When I joined a big corporation after coming to this country about 25 years ago, I was surprised to hear the following opinion from my manager, a very good administrator with an MBA degree from MIT: “A highly qualified professional is like an important piece of equipment. When you need it, you buy it. When you do not, you get rid of it. "
Several years ago, I attended a meeting where a high-ranking executive of a large company spoke about leadership in front of an audience of engineers and scientists. The speaker, whose background was in both business administration and engineering, argued that an engineer or a scientist simply cannot be a high-level leader in an engineering company and should not be even trained to become one. Furthermore, in-depth technical knowledge should be viewed as a burden, an obstacle that prevents an engineering professional from becoming a successful leader by developing a broad understanding and a clear vision of various administrative, financial, and psychological issues.
Such a viewpoint is widely held, especially in large corporations. But is it right? Is it not because of such a perception that the communication giant AT&T was brought by its leaders from its top position in the world just 20 years ago to its diminished fortunes today? Has the time of Edisons, Fords, Bells, and Marconis gone forever? Could an engineer or an applied scientist make a successful entrepreneur? What skills would one need?
We live in a world that needs creative leadership, and the necessity for effective scientific and technological entrepreneurship is increasing. Rapid technological change and the emerging global marketplace provide challenges for engineers and businessmen.

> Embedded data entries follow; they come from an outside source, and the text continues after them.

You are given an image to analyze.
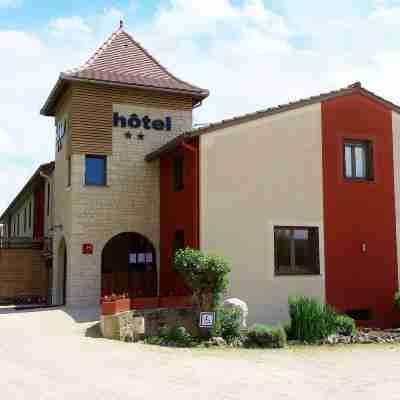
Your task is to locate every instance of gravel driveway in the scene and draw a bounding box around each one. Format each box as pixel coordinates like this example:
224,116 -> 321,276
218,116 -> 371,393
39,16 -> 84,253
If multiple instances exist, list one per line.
0,309 -> 400,400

Understanding how to recognize and evaluate market opportunities has become crucial in the new environment.
A technological professional with entrepreneurial skills has a better chance than a business administrator of moving innovations from research into manufacturing and the marketplace. The professional qualifications of an engineer are not an obstacle, but an important prerequisite for making a business successful. But, of course, it is the engineer's entrepreneurial abilities and business-oriented actions that will make the business successful. These same abilities and actions will make the engineer a valued enabler of society's wealth creation, and not a commodity in the global marketplace.
An engineering entrepreneur should be able to deal with uncertainty and ambiguity; be flexible; “mind someone else's business" in addition to his own; understand and be able to speak the language of other professionals and other entrepreneurs, not necessarily just that of his or her own engineering or business domain; possess effective lateral (functional) thinking and vertical (in-depth) thinking, as well as a team player's attitude; be able to be both a convincing “speaker" and an attentive “listener"; be able to understand, explain, and persuade, and possess courage to take on reasonable risks and responsibilities as a leader.
In addition, an engineering entrepreneur should be a good psychologist and a people-oriented person; have a creative and an inquisitive mind; be internationally conscious; be knowledgeable in foreign languages and cultures; be able to think on the international level and in international terms; exhibit interest in, and possess good knowledge of, foreign values, attitudes, and customs. Communication skills, both oral and written, are important, and computer skills are vital. Such skills have become ingrained into the modern culture, and are no longer only an element of education.
Since most American companies conduct a large share of their manufacturing and sales operations overseas, an engineering entrepreneur should understand the economics and financial aspects of an engineering effort (for example, how to make a product offshore, decide on best buy-vs. -develop strategies, and so on); be goal-oriented, aggressive, highly motivated, and be a creative performer; possess strong analytical and planning skills, as well as negotiating skills.
A thorough understanding of the state-of-the-art in many related areas of engineering is critical, as is a vision for the most promising directions in the development of applied science and engineering. An engineering entrepreneur should be able to work well in dynamic and rapidly changing environments, under pressure and in short time frames; possess an ability to work effectively across multiple organizations, boards, companies, and departments, and with specialists of different disciplines and fields, and with people of different mentalities, origins, and cultural backgrounds; be willing to learn new things and be receptive to, and have a quick grasp of, new approaches and ideas.
An engineer can and should possess business skills and become a good entrepreneur-that is, guide the business side, as well as the technological side, of a successful enterprise.